Protection from coinfection induced by prior Sp infection is dependent on IL-17A. At 21 days postinoculation with T4, B6 mice were first infected with PR8 and secondarily infected with T4 (A). Preinfected mice also treated with IL-17-neutralizing antibody (anti-IL-17, clone 17F3) or isotype control antibody (IgG) intraperitoneally on days −1, 0, and 1 and intranasally on day 0 during T4 challenge following PR8 infection. Virus loads (B) and bacterial loads (C) in lung homogenate of naïve or T4 preinfected mice treated with IL-17-neutralizing antibody (anti-IL-17) or isotype control antibody on 7/2 days after PR8/T4 infection.

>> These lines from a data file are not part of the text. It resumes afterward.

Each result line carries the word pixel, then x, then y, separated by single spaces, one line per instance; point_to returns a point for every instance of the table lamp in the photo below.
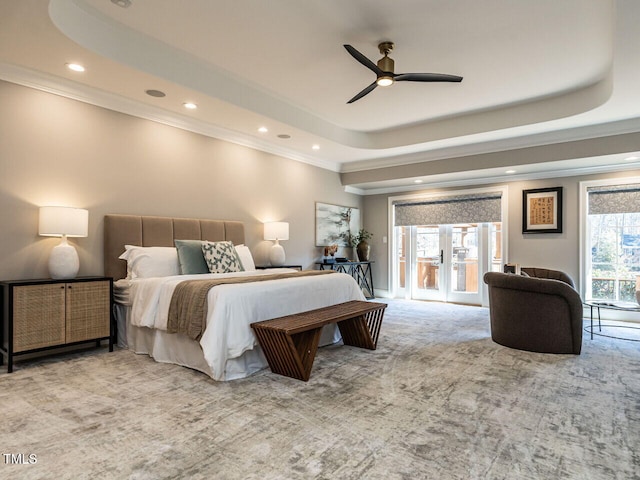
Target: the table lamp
pixel 276 231
pixel 63 222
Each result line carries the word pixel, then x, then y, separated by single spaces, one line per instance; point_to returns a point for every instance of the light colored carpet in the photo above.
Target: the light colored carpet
pixel 437 400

Data are mean±s.e.m. from 7 to 14 mice in each group. ****P < 0.0001; **P < 0.01; *P < 0.05; ^NSP > 0.05.

Fig 6

Prior Sp infection induces a cross-specific Th17 response and provides heterologous protection against coinfection. At 21 days postexposure with P1121, mice were first infected with PR8 and secondarily infected with T4 (A). Body weight loss (B) and survival rates (C, >30% body weight loss as an endpoint) on the indicated days after PR8/T4 infection in PBS (n = 10) or T4 preinfected mice (n = 10). Bacterial loads (D) in lung homogenate and blood of PBS or T4 preinfected mice on 7/2 days after PR8/T4 infection. IL-17A production by CD4⁺ T cells after stimulation with heat-killed T4 as visualized by FACS (E) and (F) calculated as the number of IL-17A⁺CD44⁺ and IFN-γ⁺CD44⁺ producing CD4⁺ T cells per lung on the indicated days after PR8/T4 infection in PBS or T4 preinfected mice. Data are mean±s.e.m. from 4 to 10 mice in each group. ****P < 0.0001; ***P < 0.001; **P < 0.01; *P < 0.05; ^NSP > 0.05. FACS, fluorescence-activated cell sorting; PBS, phosphate-buffered saline.